そうすることにより、日々わたしたちは生ける神の霊的な現実に直面し、それを体験することができるのです。この体験を日々繰り返すことによって、わたしたちは神の御言葉に従い、罪の思いとその業とを捨て去り、神の意志を心に留め、それを実行するために祈り求め、同時にそれを実行するのです。
神は既に主イエスの命が聖霊を通してわたしたちの中に働くように定められましたので、クリスチャンは実行することができるのです。ここに神の子たちとしてのクリスチャンの幸いがあります。
他方、この世の考えや業は常にクリスチャンの周りを取り囲んでいますのでクリスチャンの中にもそのような考えや業が働きます。しかし主イエスの命により、それに打ち勝つことが可能なのです。ヘブライ人への手紙は、たとえそれが自分にとって血を流すような辛い難しいことであっても、聖霊によって主イエスの命がクリスチャンの中に働くので、古い人間の思いと業を捨て去ることができると言っています。

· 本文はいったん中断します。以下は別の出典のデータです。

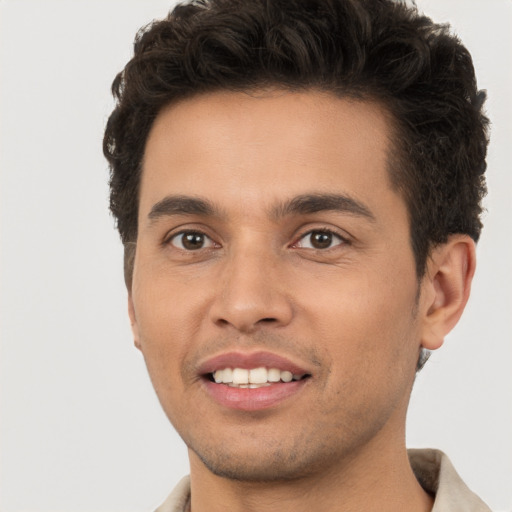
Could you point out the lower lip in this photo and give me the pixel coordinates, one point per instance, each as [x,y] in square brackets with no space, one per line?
[255,399]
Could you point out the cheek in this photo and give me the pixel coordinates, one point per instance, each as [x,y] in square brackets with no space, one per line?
[363,319]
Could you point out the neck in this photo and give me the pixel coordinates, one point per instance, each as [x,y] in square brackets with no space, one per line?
[371,480]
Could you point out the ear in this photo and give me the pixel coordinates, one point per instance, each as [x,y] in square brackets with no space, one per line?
[446,287]
[133,322]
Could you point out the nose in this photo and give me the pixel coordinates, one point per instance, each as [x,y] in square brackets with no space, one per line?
[252,292]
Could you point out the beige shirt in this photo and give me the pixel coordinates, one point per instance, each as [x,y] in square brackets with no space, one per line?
[432,468]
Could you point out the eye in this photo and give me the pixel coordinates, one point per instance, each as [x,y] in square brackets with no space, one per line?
[191,241]
[319,239]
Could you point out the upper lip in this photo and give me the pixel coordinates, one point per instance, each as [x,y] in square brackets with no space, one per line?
[250,360]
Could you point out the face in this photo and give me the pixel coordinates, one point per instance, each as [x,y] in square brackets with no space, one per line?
[272,247]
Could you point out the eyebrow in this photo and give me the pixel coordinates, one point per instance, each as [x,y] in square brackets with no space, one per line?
[314,203]
[303,204]
[182,205]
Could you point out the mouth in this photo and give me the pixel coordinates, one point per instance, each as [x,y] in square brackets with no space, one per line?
[252,382]
[253,378]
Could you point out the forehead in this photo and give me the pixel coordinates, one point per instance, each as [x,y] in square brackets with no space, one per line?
[245,149]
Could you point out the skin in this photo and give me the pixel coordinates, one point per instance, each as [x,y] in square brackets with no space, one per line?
[354,313]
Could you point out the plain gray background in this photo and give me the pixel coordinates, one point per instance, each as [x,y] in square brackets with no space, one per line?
[81,429]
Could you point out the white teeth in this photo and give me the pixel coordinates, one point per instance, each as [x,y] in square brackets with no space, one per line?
[253,378]
[240,376]
[286,376]
[274,375]
[258,375]
[227,375]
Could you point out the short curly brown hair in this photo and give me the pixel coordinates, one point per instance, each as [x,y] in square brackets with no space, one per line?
[370,49]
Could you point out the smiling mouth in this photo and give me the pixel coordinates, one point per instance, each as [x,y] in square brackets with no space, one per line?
[253,378]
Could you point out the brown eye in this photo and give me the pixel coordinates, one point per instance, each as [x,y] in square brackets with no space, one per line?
[320,240]
[191,241]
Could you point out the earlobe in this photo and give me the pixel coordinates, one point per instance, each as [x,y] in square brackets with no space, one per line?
[133,322]
[446,288]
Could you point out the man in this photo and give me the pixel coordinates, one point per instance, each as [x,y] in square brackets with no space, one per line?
[297,186]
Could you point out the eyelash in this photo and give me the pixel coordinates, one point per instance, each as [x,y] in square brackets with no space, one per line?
[212,244]
[342,240]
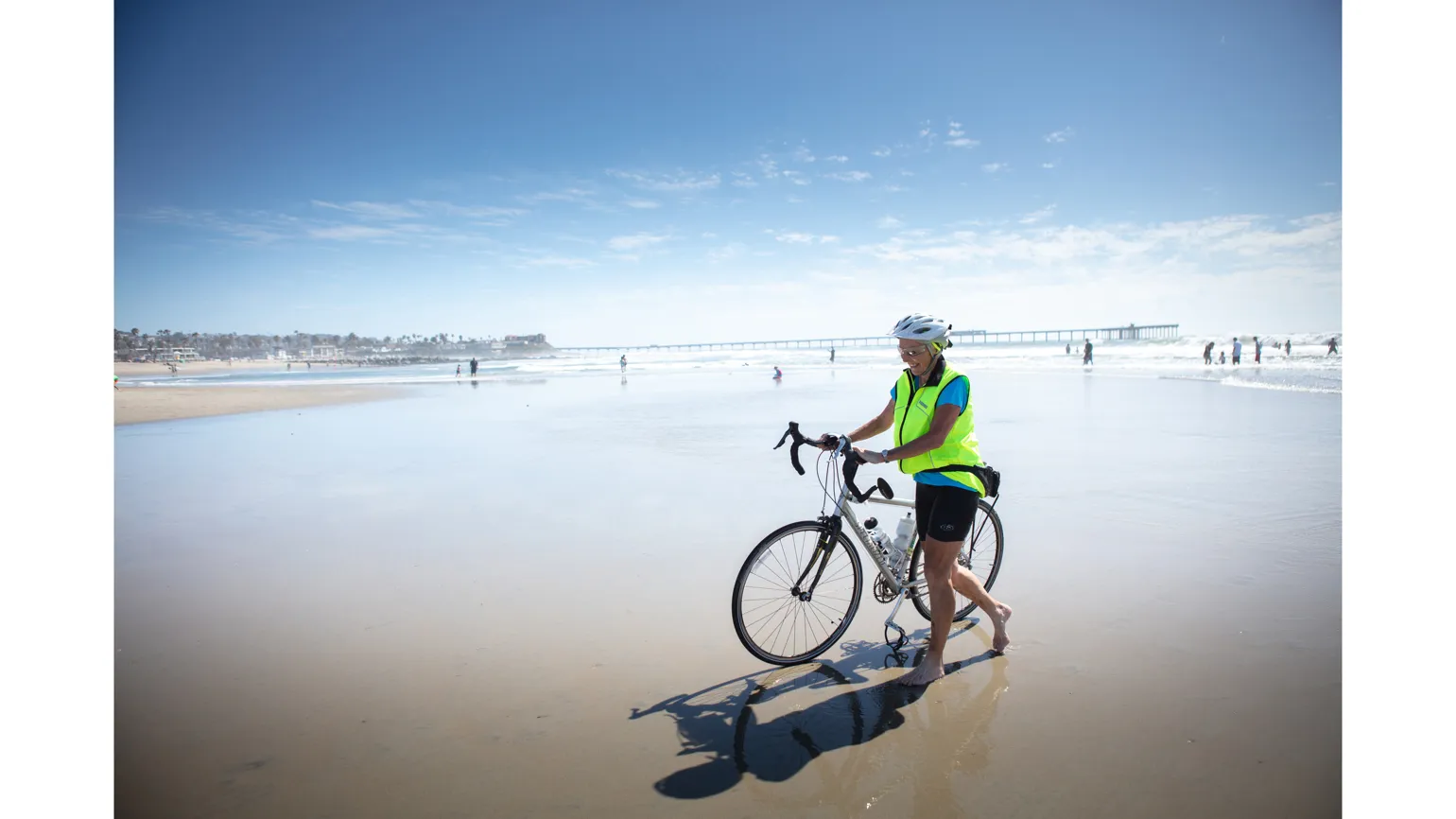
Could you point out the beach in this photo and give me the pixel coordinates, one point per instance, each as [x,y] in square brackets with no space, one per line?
[140,406]
[132,369]
[511,598]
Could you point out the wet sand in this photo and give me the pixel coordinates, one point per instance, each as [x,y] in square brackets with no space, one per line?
[143,404]
[511,600]
[126,369]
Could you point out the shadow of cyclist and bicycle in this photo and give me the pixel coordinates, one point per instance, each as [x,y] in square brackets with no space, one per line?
[724,720]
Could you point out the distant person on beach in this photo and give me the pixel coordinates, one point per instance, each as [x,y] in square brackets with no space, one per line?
[929,411]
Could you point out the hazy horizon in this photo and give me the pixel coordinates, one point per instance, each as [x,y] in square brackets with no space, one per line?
[642,174]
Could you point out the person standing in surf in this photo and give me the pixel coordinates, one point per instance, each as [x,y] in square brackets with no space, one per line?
[935,441]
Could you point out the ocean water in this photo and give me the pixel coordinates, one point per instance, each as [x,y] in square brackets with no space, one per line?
[1305,369]
[415,606]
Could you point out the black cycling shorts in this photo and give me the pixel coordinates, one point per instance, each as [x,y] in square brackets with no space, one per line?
[944,514]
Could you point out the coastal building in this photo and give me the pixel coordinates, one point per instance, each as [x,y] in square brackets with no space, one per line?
[178,355]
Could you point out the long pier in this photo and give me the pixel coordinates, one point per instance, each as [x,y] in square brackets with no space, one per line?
[1133,331]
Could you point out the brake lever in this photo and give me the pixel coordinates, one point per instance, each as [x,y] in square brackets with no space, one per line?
[794,449]
[852,462]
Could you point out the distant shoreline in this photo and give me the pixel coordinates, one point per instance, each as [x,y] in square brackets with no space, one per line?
[142,406]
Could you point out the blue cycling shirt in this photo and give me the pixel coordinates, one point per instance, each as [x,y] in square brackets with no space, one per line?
[956,392]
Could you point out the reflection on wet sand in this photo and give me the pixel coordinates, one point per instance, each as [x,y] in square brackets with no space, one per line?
[757,727]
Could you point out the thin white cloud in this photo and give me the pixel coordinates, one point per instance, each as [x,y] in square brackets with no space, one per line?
[1038,215]
[727,253]
[635,241]
[795,237]
[372,210]
[350,232]
[1216,241]
[566,196]
[469,212]
[671,183]
[560,261]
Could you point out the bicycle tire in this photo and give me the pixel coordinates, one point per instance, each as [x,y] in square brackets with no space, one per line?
[741,627]
[922,602]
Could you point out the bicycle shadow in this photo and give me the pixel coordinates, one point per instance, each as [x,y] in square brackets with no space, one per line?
[722,720]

このことをヘブライ人への手紙は、「信仰の訓練」と言っています。訓練を受けることは神様がクリスチャンを神の子たちとして取り扱っておられる証拠であると言っています。クリスチャンはキリストを信じることにより、既に神の子の身分が与えられていますが、その実質は訓練の過程を経て成長します。
「訓練」とは神様自ら手を取ってわたしたちを教えてくださる神様の学校と言えます。神様から教えを受けると聖霊がクリスチャンの中に働き、クリスチャンは主イエスの性質に似るようになります。従いまして、聖霊の働きとは、異言を語り、奇跡を行うことよりもクリスチャンを罪から清める「聖化」です。
キリスト教がローマ帝国による二百年を越える長い迫害に耐え、それに勝利した力は、実に無名の多くのクリスチャンが道徳的面で、キリストの性質を鮮明に現したことによります。
使徒たちの後、教父たちの時代に聖霊は三位一体の神であることが明確に認識されました。同時に、聖霊の働きは実に愛による道徳的行為であり、キリストの性質を映し出すことであるという点が明らかになりました。現代のわたしたちにとって重要課題はこの点を認識することです。